0-2013-leon_gloden.jpg

Léon Gloden: «Il faut toujours se méfier des sondages.» (Photo: DR)

Chaque semaine, Paperjam donne carte blanche à un politicien, dans laquelle il évoque ses débuts, la manière dont il perçoit l’évolution de son parti, et un fait d’actualité qui l’a marqué. Découvrez – ou redécouvrez – Léon Gloden (CSV), député.

Monsieur Gloden, quel a été votre premier acte militant?

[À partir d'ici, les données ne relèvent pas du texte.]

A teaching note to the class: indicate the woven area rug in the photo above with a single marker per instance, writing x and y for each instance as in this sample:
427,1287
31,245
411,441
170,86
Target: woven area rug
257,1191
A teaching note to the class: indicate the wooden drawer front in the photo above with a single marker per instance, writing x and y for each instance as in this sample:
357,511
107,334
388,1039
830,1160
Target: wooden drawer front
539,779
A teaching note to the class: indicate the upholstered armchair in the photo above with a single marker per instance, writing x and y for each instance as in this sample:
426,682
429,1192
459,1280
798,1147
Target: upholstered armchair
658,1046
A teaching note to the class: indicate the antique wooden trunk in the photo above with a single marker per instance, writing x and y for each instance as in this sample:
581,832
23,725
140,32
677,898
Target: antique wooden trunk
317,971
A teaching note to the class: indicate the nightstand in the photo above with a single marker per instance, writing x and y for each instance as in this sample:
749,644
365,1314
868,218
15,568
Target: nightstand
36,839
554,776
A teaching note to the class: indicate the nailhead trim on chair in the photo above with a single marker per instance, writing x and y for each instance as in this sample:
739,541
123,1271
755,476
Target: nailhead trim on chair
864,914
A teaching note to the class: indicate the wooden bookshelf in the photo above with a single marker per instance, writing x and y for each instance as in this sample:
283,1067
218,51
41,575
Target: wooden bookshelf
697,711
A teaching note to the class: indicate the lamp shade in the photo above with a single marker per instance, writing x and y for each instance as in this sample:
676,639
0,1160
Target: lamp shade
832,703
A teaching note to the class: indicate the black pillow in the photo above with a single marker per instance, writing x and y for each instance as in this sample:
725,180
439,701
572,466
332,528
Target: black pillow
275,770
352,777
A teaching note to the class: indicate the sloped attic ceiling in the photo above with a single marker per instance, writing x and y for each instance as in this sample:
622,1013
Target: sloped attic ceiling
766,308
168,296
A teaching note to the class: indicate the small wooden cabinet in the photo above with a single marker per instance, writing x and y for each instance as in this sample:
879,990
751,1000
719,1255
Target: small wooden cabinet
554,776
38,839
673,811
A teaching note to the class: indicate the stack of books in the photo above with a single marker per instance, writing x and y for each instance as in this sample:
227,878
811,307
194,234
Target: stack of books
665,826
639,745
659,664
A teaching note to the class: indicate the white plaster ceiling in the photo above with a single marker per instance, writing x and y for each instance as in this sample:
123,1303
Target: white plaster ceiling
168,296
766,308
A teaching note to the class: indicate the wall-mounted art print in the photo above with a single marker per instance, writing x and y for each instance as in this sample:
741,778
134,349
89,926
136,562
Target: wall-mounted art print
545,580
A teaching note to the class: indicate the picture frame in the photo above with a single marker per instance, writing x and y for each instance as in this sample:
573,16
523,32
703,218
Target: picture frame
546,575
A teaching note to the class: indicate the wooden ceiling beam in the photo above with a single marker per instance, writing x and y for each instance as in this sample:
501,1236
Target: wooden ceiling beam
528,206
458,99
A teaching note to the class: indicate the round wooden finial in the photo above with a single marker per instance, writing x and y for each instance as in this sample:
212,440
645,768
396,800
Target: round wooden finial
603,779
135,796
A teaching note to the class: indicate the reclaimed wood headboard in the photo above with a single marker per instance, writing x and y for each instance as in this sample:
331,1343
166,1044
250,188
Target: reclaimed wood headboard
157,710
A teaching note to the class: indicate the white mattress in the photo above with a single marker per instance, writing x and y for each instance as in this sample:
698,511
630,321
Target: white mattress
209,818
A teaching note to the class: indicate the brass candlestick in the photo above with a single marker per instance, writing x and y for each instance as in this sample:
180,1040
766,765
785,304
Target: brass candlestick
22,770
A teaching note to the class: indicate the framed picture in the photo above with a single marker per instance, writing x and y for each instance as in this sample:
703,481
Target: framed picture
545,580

«Mon premier acte militant a été mon acceptation de participer aux élections communales de 2000. Je suis revenu de l’université trois jours avant que le délai pour le dépôt de la liste des candidats n’expire. Mon voisin, l’ancien bourgmestre Norbert Konter (CSV), m’a alors contacté pour que je m’inscrive sur la liste du CSV.

Comment envisagez-vous l’avenir politique du CSV au regard des prochaines échéances électorales?

«Les élections sont encore loin. Le CSV travaille pour l’avenir du pays et prend son travail d’opposition très au sérieux. Même si les sondages actuels sont en notre faveur, rien n’est gagné d’avance! Il faut toujours se méfier des sondages et il faut continuer à travailler dur pour gagner les prochaines élections.

Notre parti est dans un processus de renouveau, de nouveaux statuts ont été adoptés et un programme de base sera adopté lors du prochain congrès national.

Parallèlement nous travaillons sur les grands dossiers pour forger l’avenir du pays, à savoir l’emploi, la croissance, l’éducation, etc. Personnellement je me consacre aux dossiers juridiques et institutionnels.

Toutefois, la première échéance avec les électeurs sera celle des élections communales en 2017. Il est très important  pour le CSV d’obtenir un bon résultat lors de ces élections en vue des élections législatives de 2018, date à laquelle nous postulerons pour faire partie du prochain gouvernement.

Qu’avez-vous retenu de l’actualité de ces derniers jours? Quel événement vous a plus particulièrement marqué? Et pourquoi?

«Récemment, j’ai assisté à la session parlementaire de l’OSCE à Vienne où on a débattu de l’afflux très important des réfugiés et de la crise syrienne.

Les discussions autour de la crise migratoire affaiblissent l’Union européenne. Aussi les manœuvres du gouvernement britannique autour du 'Brexit' m’agacent en tant qu’européen convaincu.

Il est primordial que nous trouvions rapidement des réponses à ces défis, des réponses basées sur la solidarité, des réponses claires et compréhensibles pour les citoyens!»